Theory for highly stressed thick-walled elastic spheres and their vibration without small strain approximations

Abstract

This paper considers how the radii and vibration of an elastic thick-walled sphere is affected by high stresses imposed by high external pressures or by high internal pressures. For simplicity, the sphere consists of idealized Hookean material allowing unlimited compression or expansion. The sphere is filled by material with an isotropic pressure that generally differs from the pressure on the outer surface of the sphere. The analysis includes large strain nonlinear curvature effects where, unlike linear elasticity theory, the difference in radial and tangential strains is not small compared to those strains. Despite the sphere’s robustness, destructive physical consequences are predicted for nonzero Poisson coefficients where, for instance, a high-pressure tank inner stresses make the inner radius approach the less stressed outer radius.

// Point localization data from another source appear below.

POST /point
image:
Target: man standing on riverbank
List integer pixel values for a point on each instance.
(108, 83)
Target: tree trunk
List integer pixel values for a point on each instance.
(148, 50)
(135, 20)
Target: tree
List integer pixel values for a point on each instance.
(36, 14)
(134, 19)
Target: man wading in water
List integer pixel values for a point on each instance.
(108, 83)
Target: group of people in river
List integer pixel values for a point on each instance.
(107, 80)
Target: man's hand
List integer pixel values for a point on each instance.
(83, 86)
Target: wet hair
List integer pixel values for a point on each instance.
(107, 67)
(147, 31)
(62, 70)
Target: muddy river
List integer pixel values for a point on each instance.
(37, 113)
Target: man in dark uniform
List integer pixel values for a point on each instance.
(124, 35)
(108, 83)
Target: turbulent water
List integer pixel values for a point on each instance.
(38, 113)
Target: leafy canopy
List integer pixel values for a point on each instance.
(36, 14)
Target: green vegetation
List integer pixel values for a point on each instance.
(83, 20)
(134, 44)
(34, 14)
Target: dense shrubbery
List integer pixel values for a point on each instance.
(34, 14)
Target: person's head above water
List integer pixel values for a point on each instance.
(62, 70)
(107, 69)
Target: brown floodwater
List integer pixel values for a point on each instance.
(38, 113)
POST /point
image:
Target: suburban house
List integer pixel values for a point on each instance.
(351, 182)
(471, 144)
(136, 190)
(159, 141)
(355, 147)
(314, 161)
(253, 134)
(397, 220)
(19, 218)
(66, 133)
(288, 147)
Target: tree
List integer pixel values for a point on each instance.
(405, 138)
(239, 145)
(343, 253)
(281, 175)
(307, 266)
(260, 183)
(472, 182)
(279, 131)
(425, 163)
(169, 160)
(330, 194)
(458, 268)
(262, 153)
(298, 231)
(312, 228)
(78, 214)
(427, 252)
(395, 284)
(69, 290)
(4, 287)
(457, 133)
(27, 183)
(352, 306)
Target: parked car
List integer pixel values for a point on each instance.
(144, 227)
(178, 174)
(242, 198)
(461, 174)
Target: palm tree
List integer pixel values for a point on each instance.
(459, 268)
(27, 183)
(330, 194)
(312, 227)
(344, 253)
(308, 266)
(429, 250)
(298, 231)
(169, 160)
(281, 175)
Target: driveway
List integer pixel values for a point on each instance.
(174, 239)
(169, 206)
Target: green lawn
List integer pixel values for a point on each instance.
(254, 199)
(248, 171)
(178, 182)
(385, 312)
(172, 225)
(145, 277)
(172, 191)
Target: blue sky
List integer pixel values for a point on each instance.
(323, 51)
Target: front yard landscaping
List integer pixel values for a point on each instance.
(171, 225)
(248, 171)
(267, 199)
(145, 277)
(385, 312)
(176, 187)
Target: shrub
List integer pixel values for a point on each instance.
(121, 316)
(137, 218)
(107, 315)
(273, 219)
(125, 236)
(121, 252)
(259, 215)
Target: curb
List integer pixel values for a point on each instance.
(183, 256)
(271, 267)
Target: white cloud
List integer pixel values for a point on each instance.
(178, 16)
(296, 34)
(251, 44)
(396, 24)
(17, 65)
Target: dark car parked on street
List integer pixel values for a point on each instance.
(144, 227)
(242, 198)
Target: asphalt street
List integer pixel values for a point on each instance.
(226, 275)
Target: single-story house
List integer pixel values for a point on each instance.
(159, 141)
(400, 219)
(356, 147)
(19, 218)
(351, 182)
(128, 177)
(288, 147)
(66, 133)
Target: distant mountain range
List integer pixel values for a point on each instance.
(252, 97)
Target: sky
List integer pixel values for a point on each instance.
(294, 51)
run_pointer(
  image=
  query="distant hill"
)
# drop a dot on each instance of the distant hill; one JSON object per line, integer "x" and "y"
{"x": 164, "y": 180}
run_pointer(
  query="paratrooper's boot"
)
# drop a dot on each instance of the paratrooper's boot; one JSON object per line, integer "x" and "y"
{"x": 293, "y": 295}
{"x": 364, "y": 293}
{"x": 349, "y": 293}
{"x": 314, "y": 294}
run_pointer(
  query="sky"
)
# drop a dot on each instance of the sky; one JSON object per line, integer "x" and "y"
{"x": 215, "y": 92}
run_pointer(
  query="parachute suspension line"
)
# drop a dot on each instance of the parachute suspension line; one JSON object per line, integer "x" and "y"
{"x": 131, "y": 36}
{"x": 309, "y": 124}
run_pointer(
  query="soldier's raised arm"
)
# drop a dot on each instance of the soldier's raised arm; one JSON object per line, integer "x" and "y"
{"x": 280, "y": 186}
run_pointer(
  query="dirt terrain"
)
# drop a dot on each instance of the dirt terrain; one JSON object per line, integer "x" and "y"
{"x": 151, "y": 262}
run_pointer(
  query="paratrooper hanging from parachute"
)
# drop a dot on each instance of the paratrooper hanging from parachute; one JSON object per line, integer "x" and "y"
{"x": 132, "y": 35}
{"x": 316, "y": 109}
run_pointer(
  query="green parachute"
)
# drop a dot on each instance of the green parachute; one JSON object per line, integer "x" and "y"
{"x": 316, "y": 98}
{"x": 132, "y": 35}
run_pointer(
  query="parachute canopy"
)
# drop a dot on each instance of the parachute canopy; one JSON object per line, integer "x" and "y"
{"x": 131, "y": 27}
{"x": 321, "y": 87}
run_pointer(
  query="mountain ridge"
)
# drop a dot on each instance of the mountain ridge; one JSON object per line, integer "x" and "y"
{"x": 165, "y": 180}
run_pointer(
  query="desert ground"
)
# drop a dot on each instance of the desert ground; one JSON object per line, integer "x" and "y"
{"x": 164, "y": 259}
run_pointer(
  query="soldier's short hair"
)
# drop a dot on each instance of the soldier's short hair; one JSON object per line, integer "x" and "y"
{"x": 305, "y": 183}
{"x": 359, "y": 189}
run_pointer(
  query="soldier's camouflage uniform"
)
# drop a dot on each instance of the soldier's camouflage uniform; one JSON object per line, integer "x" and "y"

This would be avoided if the Poisson coefficient changed with large strains and approached zero. To model the effect of high stresses and strains on breathing mode vibration, an effective spring constant is derived from quadratic radius deviations of the system potential energy from equilibrium. Insights from analysis avoiding linear elasticity approximations may be applicable to improved understanding of deep-sea marine creature survival, improved underwater vessel design for large depths, and safer containers of fluids at high pressures.